We consider metrical task systems on general metric spaces with $n$ points, and show that any fully randomized algorithm can be turned into a randomized algorithm that uses only $2\log n$ random bits, and achieves the same competitive ratio up to a factor $2$. This provides the first order-optimal barely random algorithms for metrical task systems, i.e., which use a number of random bits that does not depend on the number of requests addressed to the system. We discuss implications on various aspects of online decision-making such as: distributed systems, advice complexity, and transaction costs, suggesting broad applicability. We put forward an equivalent view that we call collective metrical task systems where $k$ agents in a metrical task system team up, and suffer the average cost paid by each agent. Our results imply that such a team can be $O(\log^2 n)$-competitive as soon as $k\geq n^2$. In comparison, a single agent is always $\Omega(n)$-competitive.
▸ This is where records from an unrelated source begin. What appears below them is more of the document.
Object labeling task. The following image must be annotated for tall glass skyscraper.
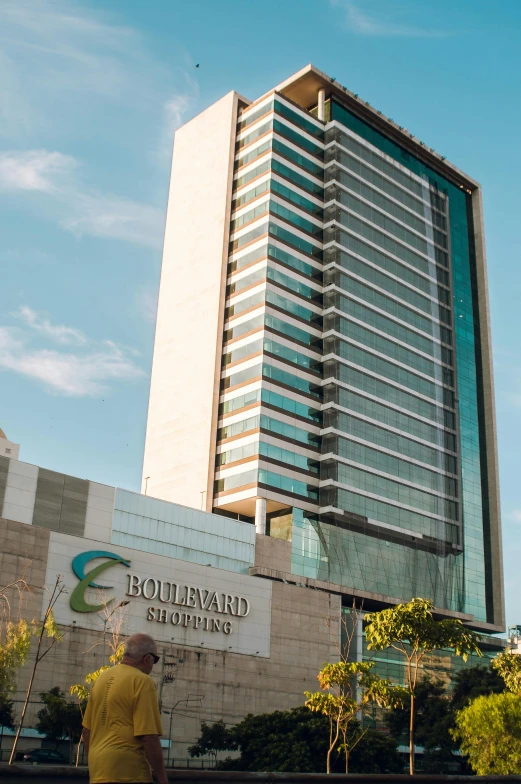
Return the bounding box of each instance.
[143,66,504,631]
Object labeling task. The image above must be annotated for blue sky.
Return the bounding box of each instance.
[0,0,521,624]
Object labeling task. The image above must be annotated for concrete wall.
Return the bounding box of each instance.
[0,520,340,759]
[142,92,238,509]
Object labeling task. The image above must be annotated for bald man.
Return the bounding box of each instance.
[83,634,168,784]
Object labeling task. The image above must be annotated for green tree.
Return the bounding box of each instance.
[9,575,65,765]
[188,707,403,773]
[0,580,35,726]
[451,657,505,714]
[304,661,404,773]
[365,598,481,775]
[188,719,237,760]
[36,686,82,748]
[492,651,521,695]
[452,692,521,776]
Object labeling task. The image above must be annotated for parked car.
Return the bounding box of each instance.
[15,749,68,765]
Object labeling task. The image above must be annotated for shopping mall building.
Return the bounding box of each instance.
[0,66,504,757]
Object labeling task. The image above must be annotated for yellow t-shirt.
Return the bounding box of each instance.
[83,664,163,784]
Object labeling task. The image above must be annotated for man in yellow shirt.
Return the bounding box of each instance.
[83,634,168,784]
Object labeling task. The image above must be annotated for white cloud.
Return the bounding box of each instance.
[0,145,164,248]
[331,0,451,38]
[0,150,76,193]
[13,305,87,345]
[60,192,165,248]
[0,0,197,138]
[0,0,198,248]
[0,320,144,397]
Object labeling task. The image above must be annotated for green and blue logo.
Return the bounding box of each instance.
[70,550,130,612]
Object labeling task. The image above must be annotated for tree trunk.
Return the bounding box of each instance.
[76,732,83,767]
[9,656,40,765]
[409,692,414,776]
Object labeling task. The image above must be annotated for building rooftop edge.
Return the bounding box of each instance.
[250,63,481,191]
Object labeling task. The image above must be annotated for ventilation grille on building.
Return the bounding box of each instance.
[0,457,9,517]
[33,468,89,536]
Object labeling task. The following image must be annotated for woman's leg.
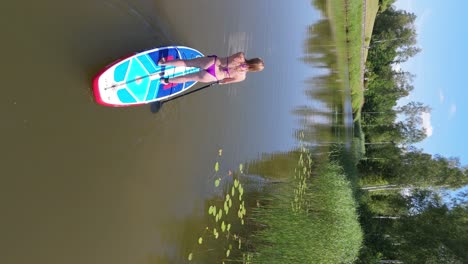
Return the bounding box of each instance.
[164,70,217,83]
[158,57,215,69]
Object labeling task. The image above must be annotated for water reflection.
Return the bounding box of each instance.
[0,0,352,264]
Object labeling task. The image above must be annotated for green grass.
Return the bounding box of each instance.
[251,149,363,263]
[364,0,379,61]
[327,0,379,120]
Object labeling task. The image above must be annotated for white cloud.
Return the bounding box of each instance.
[421,112,433,137]
[439,90,445,104]
[414,8,432,32]
[449,104,457,118]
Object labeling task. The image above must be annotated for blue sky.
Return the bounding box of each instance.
[395,0,468,165]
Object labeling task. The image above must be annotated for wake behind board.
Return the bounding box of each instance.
[93,46,203,107]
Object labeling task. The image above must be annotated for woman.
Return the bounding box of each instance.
[158,52,264,84]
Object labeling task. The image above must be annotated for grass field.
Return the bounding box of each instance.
[364,0,379,61]
[327,0,379,121]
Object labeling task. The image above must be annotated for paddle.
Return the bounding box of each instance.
[151,81,219,113]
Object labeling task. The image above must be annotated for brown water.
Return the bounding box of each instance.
[0,0,332,264]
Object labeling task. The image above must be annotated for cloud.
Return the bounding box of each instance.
[414,8,432,32]
[421,112,433,137]
[449,104,457,118]
[439,90,445,104]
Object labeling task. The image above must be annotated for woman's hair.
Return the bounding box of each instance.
[245,58,265,72]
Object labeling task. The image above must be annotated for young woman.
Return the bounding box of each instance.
[158,52,264,84]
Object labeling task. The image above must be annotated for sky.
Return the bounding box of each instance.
[395,0,468,165]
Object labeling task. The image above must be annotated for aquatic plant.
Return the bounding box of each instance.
[187,149,252,264]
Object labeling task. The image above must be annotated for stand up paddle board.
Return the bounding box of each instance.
[93,46,204,107]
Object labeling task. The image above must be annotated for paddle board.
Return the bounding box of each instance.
[93,46,204,107]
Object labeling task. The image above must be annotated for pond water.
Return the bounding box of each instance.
[0,0,352,264]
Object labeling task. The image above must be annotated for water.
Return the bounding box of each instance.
[0,0,350,264]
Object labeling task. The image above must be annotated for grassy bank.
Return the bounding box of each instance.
[249,148,363,263]
[327,0,378,120]
[252,161,362,263]
[327,0,364,119]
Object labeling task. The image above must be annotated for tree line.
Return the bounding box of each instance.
[357,0,468,263]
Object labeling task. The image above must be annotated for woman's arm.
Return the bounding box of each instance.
[219,77,245,84]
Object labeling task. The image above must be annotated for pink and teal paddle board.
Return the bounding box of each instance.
[93,46,204,107]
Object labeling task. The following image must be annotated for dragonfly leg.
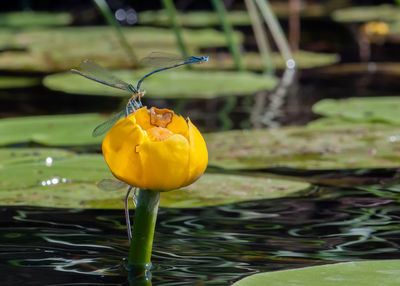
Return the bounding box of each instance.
[125,186,133,242]
[132,187,139,207]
翻译：我们研究了定义在具有 $n$ 个点的一般度量空间上的度量任务系统，并证明了任何完全随机化算法都可以转化为仅使用 $2\log n$ 个随机比特的随机化算法，且其竞争比与原算法相比最多只差 $2$ 倍。这为度量任务系统提供了首个阶数最优的几乎随机算法，即所使用的随机比特数不依赖于系统处理的请求数量。我们讨论了这一结果对在线决策各方面的影响，例如：分布式系统、建议复杂性和交易成本，表明了其广泛的适用性。我们提出了一种等价的视角，称之为集体度量任务系统，其中度量任务系统中的 $k$ 个智能体组成团队，并承担每个智能体所支付的平均成本。我们的结果表明，只要 $k \geq n^2$，这样一个团队就可以达到 $O(\log^2 n)$ 的竞争比。相比之下，单个智能体的竞争比总是 $\Omega(n)$。